By Paula Martín Camargo, Editor
PP’s Rajoy and main contender PSOE’s Sánchez debated Monday night in a formal, classic Spanish debate. The first half of the discussion showed a very aggressive Sánchez, railing non-stop against Rajoy over corruption and leading the debate, while the Spanish PM was rather dubious and nervous. Sánchez even told Rajoy that “the Spanish PM has to be decent. And you are not a decent person”. PP’s leader got very angry at this accusation and responded “You are young, and you’ll lose this election. This is fine, I’ve been there before and you will recover. But what you won’t recover yourself from is that insult, which belongs to the mean, small-minded and despicable person you are.” After these abuses, the spectators, who had been rather respectful on Twitter and analysed the different proposals, raced to the social network to mock both of them. The contenders had taken the debate down to the mud, and from that point on, it was all a ‘you did it worse’ argument and an open dialectical row.
Even when the moderator asked them about their position towards Catalonia, Sánchez – knowing that Rajoy now stands up for many Spaniards as the bulwark of territorial unity and this is therefore his strong point – went on blaming him for the corruption cases within his Popular Party. This was seen by Ciudadanos and Podemos’ leaders as their opportunity to signal that such a ‘degraded’ way of debating belonged to the ‘old politics’ that Spanish people don’t want to have anymore. C’s Rivera said that this debate had confirmed his decision not to reach an agreement with any of the candidates, and agreed with Podemos’ Iglesias in what the polls on the debate were already saying – that neither Rajoy, nor Sánchez were winners of the encounter (although Sánchez technically won, being second after the ‘None’ option and winning in some of the polls), and the real winners were themselves.
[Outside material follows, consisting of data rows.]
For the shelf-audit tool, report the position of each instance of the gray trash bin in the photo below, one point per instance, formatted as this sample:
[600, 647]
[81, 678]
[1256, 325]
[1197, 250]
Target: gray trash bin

Rivera and Iglesias said undecided voters who watched the show seeking to decide on one or the other probably would decide not to vote for either of them and vote C’s or Podemos instead.
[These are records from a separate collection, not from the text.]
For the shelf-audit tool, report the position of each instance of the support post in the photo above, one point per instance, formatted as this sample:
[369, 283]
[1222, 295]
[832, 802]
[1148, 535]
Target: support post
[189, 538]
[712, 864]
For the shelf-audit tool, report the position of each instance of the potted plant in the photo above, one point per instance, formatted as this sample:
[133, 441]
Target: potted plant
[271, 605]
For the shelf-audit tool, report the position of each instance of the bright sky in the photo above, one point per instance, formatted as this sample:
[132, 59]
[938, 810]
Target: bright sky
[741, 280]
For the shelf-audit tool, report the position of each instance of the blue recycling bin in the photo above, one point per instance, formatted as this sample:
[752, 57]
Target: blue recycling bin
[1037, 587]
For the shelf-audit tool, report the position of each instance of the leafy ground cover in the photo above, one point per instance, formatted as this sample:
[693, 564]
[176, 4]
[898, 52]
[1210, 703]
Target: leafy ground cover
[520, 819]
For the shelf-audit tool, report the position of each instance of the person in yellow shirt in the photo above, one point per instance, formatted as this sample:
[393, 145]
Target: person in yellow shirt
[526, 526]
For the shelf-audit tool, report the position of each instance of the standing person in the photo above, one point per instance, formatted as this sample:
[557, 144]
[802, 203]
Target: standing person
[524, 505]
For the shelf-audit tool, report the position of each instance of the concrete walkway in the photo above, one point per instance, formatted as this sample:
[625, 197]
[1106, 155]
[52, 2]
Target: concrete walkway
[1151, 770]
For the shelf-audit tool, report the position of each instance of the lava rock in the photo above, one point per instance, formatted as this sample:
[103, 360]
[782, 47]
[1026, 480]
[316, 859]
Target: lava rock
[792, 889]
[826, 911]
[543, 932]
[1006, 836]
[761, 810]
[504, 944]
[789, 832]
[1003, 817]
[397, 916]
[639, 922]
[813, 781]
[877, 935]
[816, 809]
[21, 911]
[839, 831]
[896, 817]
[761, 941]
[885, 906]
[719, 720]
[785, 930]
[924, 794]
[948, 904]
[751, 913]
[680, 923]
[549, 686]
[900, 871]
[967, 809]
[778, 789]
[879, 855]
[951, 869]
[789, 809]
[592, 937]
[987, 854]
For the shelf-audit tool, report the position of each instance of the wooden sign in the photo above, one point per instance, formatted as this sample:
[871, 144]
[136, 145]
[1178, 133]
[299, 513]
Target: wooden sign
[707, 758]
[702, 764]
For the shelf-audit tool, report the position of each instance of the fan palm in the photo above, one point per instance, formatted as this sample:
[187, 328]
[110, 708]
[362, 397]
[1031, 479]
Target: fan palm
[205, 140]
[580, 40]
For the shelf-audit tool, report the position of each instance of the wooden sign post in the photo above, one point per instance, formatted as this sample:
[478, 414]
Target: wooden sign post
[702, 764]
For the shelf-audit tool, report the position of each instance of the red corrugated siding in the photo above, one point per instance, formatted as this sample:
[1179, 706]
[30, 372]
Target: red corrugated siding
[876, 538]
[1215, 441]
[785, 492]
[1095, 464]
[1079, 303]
Was there a bail-out for Spain or not?
The PP’s incumbent and his Socialist rival got into a fight over the bail-out Rajoy finally accepted from the EU in the summer of 2012. The Prime Minister had denied it being a financial ‘rescue’ for the banking sector ever since, and Sánchez put him against the ropes showing him the Memorandum of Understanding (MoU) between the European Commission and Spanish government as well as newspaper articles such as the FT’s ‘Rajoy hails rescue as a victory’. Rajoy had been accusing former PM Rodríguez Zapatero of leaving Spain at the doors of a bail-out, a threat Rajoy claims to have finally overcome. Sánchez reminded Rajoy that the ‘line of credit with favourable conditions’ – as the PP leader portrayed the rescue – has already cost the Spanish population €25bn.
Monday was the last day allowed by Spanish law to publish the outcome of voter intention polls. A large number of them were released over the weekend by media outlets, TV and radio stations, showing the PP has gained 1-2 points to between 25.3 and 29%, while the PSOE – the leading opposition – fell back to 21% In their worst week during the electoral campaign, Ciudadanos (C’s) slipped - to 18.2% - the lowest since November. Podemos, which had been losing steam since the summer, came back up to almost surpass Albert Rivera’s C’s party (19.1%).
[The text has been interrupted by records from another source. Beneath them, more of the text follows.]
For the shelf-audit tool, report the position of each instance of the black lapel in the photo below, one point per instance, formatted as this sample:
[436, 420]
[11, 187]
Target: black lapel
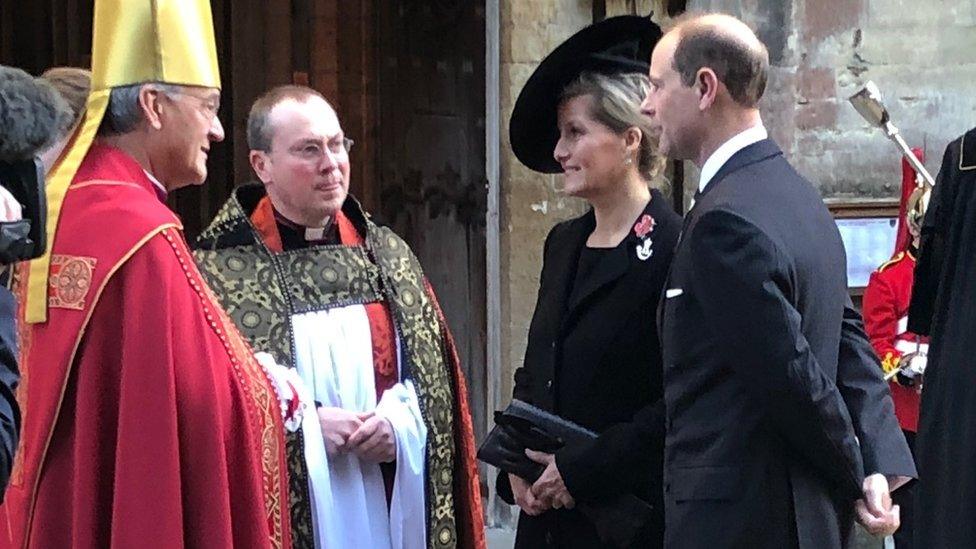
[615, 265]
[756, 152]
[565, 257]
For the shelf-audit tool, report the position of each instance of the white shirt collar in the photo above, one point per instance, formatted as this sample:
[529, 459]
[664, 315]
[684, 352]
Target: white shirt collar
[728, 149]
[155, 182]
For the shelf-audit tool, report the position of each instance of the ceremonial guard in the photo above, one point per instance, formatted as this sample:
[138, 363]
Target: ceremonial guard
[886, 302]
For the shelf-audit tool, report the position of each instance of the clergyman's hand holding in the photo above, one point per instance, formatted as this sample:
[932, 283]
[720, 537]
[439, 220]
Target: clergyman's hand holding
[374, 440]
[337, 426]
[875, 511]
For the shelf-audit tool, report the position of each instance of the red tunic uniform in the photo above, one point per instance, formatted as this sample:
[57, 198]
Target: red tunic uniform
[886, 301]
[147, 421]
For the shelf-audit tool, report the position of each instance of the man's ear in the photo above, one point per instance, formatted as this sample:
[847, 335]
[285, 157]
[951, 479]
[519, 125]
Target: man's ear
[632, 140]
[707, 83]
[259, 163]
[150, 104]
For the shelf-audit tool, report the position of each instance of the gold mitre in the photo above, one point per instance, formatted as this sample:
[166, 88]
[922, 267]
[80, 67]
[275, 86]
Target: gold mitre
[133, 41]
Source: El País - Metroscopia
A coalition between PP and Ciudadanos would probably not produce an absolute majority of seats in the Congress of Deputies and Rajoy would need a regional party – such as the Basque PNV or the Catalans UDC or CDC –to pass legislation during the next term - as PP and PSOE governments have been doing throughout the Spanish democratic history. But that coalition wouldn’t be the one preferred by Spaniards anyway: 32% of the population preferred a PSOE-Podemos pact as the one they would endorse for a government, as shown in LaSexta network.
Source: La Sexta.com - Invymark
If the polls are accurate, turnout is expected to reach as high as 80 percent, and the December 20th election is already seen as a game-changer, no matter what the outcome. However, almost 41% of the electorate haven’t decided their vote yet.
El Confidencial newspaper - the source for a POLITICO article - talked about the ‘black week’ for Pedro Sánchez, saying that Podemos has recovered in the last weeks and has now overtaken PSOE with 19.1% of the estimated vote over PSOE’s 17%. Sánchez’s party would now be fourth. PP would fall to 26.7% and C’s would be second with 23.2% of the votes.
Podemos, which had been slipping since the summer, has turned into a more mainstream party that centre voters could relate to. Since last week’s four-way debate, Iglesias has been ‘fishing’ PSOE’s votes in an attempt to identify himself with a genuine Socialist – his namesake, Pablo Iglesias, who was PSOE’s founder in the late XIX century, and thus truer to Socialist values and principles than the current party and its leader - Sánchez. Podemos, Ciudadanos and PSOE would now be running neck and neck in the final sprint for the General Election. But – with such a high level of `undecided’ voters – the situation is remarkably fluid.